What followed was the man's last known address and what method was used for him to communicate directly with the station. Then Rowlands noticed a small tick in the 'communiqué' chart. It was dated the previous day. So Dobos had in some way attempted to communicate with the station over the past day or so. Rowlands closed the ledger and made his way to the station's communications section in the next room. He unlocked the secure door with his personal key, went straight to the main desk and looked through the pending file of communiqués.
It took him five minutes to find what he was looking for. Three separate transcripts. All phone calls to the station on the direct agent phone number were automatically recorded and then transcribed. It seemed that agent CH41/V had called the direct agent line three times in a twenty-four-hour period.
Interesting,
thought Rowlands. The man obviously had something important to offer, judging by the frequency of the communications.
He pulled the three separate transcripts out of the ledger and worked his way through them methodically. Each began with the usual administrative jargon – agent identity code, officer identity code, time and date – which was all part of the minutiae of running an overseas SIS station. Rowlands ignored them; he knew them by heart anyway. It was the text that he craved in the hope that it would yield a clue to the man's intentions and perhaps reveal why he had been murdered so violently.
The first communication had been received less than 48 hours ago and to Rowlands' experienced eye Dobos had been bullish and overconfident in his first contact.

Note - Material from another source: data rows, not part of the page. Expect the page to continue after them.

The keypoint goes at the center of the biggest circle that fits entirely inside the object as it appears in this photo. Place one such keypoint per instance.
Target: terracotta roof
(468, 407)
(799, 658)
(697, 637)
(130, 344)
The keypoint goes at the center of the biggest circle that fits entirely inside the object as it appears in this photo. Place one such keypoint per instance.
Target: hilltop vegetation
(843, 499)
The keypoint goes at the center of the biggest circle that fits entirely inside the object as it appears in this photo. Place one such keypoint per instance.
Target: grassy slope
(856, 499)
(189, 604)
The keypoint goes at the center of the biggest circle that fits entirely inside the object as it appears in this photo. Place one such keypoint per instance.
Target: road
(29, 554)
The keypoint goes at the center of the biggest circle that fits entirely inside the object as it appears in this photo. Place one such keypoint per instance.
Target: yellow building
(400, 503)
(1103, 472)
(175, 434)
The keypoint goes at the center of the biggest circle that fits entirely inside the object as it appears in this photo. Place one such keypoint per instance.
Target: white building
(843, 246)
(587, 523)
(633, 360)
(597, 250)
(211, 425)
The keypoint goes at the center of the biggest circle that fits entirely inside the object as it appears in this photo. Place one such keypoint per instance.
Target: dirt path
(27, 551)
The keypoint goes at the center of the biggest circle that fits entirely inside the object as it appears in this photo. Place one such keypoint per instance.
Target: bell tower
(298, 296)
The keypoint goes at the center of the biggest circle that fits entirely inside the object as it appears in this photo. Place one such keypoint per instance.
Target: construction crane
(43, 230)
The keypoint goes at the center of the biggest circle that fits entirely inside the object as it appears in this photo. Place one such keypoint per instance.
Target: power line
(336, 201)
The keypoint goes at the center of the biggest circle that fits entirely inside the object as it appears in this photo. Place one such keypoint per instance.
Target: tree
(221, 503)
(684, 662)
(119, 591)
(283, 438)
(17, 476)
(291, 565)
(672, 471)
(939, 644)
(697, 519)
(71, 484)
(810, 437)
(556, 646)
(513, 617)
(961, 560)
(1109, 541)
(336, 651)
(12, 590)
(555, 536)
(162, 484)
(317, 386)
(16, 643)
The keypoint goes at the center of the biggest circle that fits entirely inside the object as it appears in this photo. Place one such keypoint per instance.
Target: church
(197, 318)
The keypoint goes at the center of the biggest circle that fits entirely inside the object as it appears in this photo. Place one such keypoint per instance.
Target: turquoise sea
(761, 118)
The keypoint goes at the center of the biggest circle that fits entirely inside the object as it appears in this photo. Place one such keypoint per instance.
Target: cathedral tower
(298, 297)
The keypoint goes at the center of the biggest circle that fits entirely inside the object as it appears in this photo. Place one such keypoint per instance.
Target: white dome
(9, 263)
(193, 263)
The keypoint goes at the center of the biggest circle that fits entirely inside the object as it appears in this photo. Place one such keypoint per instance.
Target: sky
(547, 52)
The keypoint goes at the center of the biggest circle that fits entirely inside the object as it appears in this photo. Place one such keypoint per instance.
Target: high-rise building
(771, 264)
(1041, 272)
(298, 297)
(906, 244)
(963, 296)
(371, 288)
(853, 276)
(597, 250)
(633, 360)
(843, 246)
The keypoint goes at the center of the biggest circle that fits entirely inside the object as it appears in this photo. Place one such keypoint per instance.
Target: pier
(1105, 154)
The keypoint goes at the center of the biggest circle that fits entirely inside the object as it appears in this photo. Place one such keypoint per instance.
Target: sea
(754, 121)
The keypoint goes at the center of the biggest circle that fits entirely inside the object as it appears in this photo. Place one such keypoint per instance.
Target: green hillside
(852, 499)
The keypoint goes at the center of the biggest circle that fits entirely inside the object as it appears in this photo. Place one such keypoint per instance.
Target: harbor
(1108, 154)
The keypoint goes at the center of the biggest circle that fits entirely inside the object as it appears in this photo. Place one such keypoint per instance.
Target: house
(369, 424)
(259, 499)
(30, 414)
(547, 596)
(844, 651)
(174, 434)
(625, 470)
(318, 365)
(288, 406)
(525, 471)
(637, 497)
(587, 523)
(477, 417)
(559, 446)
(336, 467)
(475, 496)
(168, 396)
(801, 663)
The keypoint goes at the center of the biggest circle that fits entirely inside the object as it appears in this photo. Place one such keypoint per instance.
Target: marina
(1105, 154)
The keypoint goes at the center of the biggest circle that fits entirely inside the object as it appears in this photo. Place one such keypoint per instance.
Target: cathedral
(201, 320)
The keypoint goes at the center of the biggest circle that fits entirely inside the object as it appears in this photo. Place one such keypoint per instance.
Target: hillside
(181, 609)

It was as if he had a good hand in poker and couldn't wait to tell the rest of the table about it,
thought Rowlands.
AGENT:
This is [deleted]. I have valuable information, valuable material which may interest your service. I would prefer to speak to Colonel Ellerington. Only Ellerington will I deal with.
STATION:
No names, please on an open line.
AGENT:
I understand, but this information is relevant and timely. It will have great benefit for the British.
STATION:
That may be the case, but if what you say is true, we would need to assess it to verify its worth and authenticity. We would suggest that you leave it at one of our collection points as usual.
AGENT:
No, you do not understand. This information is very sensitive. I would be foolish to let it out of my control. I demand a face to face meeting.
STATION:
I'm sorry, but as I'm sure you know that is not how this works. Leave the information with us so that we can look it over. If it is useful we can negotiate a price.
AGENT:
I have a specific price for the material. It is non-negotiable and I will only deal with Colonel—
STATION:
I said no names. You know the protocol. No names. No face to face meeting unless the material is useful to us and to do that you have to pass it to us first. Also, WE set the price.
AGENT:
Damn you! I will offer this to the French or Germans if I have …
STATION:
That is your choice. Those are our terms. This call is terminated.
ENDEX.
Rowlands smiled at the conversation. Colonel Ellerington was his working name, the name he used when contacting local agents for off the cuff meetings. The station officer, actually his deputy John Green, had done a good job of unsettling Max Dobos and keeping him dangling. They all came in cocksure of themselves, ready to believe that they have the latest top secret, no,
above
top-secret, information ready to trade. He'd seen it a million times before and in most cases, it was worthless scraps that the informants had gleaned from drunken conversations in a bar somewhere.